Korean J Ophthalmol.  2007 Dec;21(4):255-260. 10.3341/kjo.2007.21.4.255.

A Case of Weill-Marchesani Syndrome with Inversion of Chromosome 15

Affiliations
  • 1Institute of Vision Research, Department of Ophthalmology, Yonsei University College of Medicine, Seoul, Korea. eungkkim@yumc.yonsei.ac.kr
  • 2Department of Ophthalmology, Soonchunhyang University College of Medicine, Soonchunhayng University Bucheon Hospital, Bucheon, Korea.

Abstract

PURPOSE: To present a case of Weill-Marchesani syndrome with corneal endothelial dysfunction due to anterior dislocation of a spherophakic lens and corneolenticular contact. METHODS: A 17-year-old woman presented with high myopia and progressive visual disturbance. She was of short stature and had brachydactyly. Her initial Snellen best corrected visual acuity (BCVA) was 20/50 (-sph 20.50 -cyl 3.00 Ax 180) in her right eye and 20/40 (-sph 16.00 -cyl 6.00 Ax 30) in her left eye. Slit lamp examination revealed a dislocated spherophakic lens touching corenal endothelium. A microspherophakic lens, hypoplastic ciliary body, and elongated zonules were confirmed on rotating Scheimpflug camera (Pentacam(R)) and on ultrasound biomicroscopy. Specular microscopy showed corneal endothealial dysfunction. Systemic evaluation was performed, and chromosomal study showed 46, XX, inv (15) (q13qter). The patient was diagnosed with Weill-Marchesani syndrome. RESULTS: Due to impending corneal decompensation, phacoemulsification and suture fixation of the intraocular lens were performed. The operation and postoperative course were uneventful. Three months postoperatively, the visual acuity was 20/30 (OD) and 20/40 (OS) without correction, and BCVA was 20/20 (+sph 0.50 -cyl 2.00 Ax 160 : OD) and 20/25 (+sph 1.50 -cyl 3.00 Ax 30 : OS). During the follow-up period, increased corneal endothelial counts, hexagonality, and decreased corneal thickness were achieved. CONCLUSIONS: In Weill-Marchesani syndrome with a chromosomal anomaly, a dislocated spherophakic lens may cause severe corneal endothelial dysfunction due to corneolenticular contact, and prompt lensectomy is important to prevent such complications.

Keyword

Chromosome 15; Inversion; Lens dislocation; Spherophakia; Weill-Marchesani syndrome

MeSH Terms

*Abnormalities, Multiple
Adolescent
*Chromosomes, Human, Pair 15
Diagnosis, Differential
Dwarfism/*genetics
Endothelium, Corneal/pathology/ultrasonography
Female
Fingers/*abnormalities
Hand Deformities, Congenital/diagnosis/*genetics
Humans
Inversion, Chromosome/*genetics
Lens Implantation, Intraocular/methods
Lens Subluxation/diagnosis/*genetics/surgery
Microscopy, Acoustic
Phacoemulsification/methods
Syndrome

Figure

  • Fig. 1 X-ray of the hand showing brachydactyly, short metacarpal bones, and delayed carpal ossification.

  • Fig. 2 Slit lamp examination showing bilateral superonasal subluxation of the crystalline lens with the lens equator and zonule visible within the pupil.
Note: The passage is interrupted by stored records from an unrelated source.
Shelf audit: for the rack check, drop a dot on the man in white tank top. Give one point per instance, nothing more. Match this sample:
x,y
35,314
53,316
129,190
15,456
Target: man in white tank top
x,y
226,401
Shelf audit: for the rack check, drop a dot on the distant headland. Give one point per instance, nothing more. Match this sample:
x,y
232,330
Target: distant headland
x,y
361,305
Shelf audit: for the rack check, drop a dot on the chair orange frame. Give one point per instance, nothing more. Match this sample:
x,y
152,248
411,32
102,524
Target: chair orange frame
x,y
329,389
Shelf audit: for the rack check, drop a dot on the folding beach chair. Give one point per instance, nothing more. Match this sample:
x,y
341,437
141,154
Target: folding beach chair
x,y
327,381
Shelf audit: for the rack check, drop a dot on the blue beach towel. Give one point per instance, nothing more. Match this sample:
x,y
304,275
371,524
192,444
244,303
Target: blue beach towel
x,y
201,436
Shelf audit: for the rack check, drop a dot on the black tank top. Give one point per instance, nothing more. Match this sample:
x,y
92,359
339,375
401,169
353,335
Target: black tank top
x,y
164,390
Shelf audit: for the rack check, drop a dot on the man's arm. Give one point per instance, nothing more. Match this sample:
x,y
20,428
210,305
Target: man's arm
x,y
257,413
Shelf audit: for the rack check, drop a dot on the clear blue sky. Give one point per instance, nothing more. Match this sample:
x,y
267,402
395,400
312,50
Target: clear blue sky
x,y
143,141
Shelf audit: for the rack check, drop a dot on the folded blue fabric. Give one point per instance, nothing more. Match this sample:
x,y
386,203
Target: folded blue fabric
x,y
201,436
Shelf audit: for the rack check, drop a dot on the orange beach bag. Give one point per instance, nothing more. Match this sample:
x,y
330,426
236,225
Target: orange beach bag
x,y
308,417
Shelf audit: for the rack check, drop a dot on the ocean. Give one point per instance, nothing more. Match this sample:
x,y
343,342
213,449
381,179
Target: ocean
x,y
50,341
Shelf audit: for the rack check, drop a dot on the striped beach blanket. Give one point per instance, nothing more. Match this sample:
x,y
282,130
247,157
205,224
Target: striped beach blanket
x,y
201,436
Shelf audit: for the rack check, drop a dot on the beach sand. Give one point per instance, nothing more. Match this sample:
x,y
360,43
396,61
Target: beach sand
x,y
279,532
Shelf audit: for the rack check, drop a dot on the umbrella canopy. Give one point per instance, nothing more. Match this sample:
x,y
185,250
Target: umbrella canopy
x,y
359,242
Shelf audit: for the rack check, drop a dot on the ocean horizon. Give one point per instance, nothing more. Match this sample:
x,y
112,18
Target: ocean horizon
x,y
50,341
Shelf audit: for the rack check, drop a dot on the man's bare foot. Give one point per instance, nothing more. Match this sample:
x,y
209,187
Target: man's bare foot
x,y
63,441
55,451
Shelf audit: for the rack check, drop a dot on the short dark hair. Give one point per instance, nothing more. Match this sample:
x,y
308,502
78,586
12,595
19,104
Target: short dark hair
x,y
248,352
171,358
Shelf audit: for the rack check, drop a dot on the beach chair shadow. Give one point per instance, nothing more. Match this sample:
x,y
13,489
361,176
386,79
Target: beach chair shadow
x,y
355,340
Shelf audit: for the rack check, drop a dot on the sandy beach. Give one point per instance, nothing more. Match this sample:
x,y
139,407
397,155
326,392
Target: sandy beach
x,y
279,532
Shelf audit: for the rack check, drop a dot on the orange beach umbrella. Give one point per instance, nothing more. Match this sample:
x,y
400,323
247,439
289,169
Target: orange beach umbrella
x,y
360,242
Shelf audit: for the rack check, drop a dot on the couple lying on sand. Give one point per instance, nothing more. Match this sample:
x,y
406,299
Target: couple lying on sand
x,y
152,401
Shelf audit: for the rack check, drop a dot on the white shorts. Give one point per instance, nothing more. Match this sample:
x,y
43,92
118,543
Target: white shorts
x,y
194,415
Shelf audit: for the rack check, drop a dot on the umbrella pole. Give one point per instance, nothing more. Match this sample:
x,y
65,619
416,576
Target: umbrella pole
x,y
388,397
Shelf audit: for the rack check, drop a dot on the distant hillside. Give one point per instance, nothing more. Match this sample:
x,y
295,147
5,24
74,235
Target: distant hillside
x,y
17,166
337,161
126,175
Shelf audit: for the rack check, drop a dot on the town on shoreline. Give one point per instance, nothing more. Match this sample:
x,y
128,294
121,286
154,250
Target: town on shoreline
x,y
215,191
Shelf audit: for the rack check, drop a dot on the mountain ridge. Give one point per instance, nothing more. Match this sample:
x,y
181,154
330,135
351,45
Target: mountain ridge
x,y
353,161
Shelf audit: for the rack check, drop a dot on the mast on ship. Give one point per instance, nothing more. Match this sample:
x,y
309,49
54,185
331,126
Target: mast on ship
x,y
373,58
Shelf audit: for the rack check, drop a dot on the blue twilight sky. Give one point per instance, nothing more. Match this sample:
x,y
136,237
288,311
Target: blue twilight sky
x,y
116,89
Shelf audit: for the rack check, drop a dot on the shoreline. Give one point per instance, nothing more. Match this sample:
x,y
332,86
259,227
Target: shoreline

  • Fig. 3 Specular microscopic examination showing decreased endothelial cell counts (743/675 cells per mm2) and hexagonality (33/0%) due to corneal endothelial dysfunction.

  • Fig. 4 On rotating Scheimpflug camera examination, increased anteroposterior diameter of the spherophakic lens (5200/5020 µm) and contact between the anteriorly dislocated lens and the central corneal endothelium were clearly demonstrated. The hypoplastic ciliary body (arrow) and elongated zonules (arrowhead) were also observed.

  • Fig. 5 Ultrasound biomicroscopic assessment revealed (A) a steep anterior lens curvature, angle narrowing and iridocorneal contact, (B) hypoplastic ciliary body (arrowhead) and elongated zonules (arrow) in her right eye, and (C) increased anteroposterior diameter of lens and iridocorneal/corneolenticular contact in her left eye.

  • Fig. 6 Chromosomal analysis of phytohemagglutinin stimulated peripheral lymphocytes by the Giemsa banding technique revealed 46, XX, inv (15) (q13qter) (red arrowhead).

  • Fig. 7 Three months postoperatively, the cornea was clear and the anterior chamber had deepened. The visual acuity was 20/30 (OD) and 20/40 (OS) without correction, and best corrected visual acuity was 20/20 (+sph 0.50 -cyl 2.00 Ax 160 : OD) and 20/25 (+sph 1.50-cyl 3.00 Ax 30 : OS).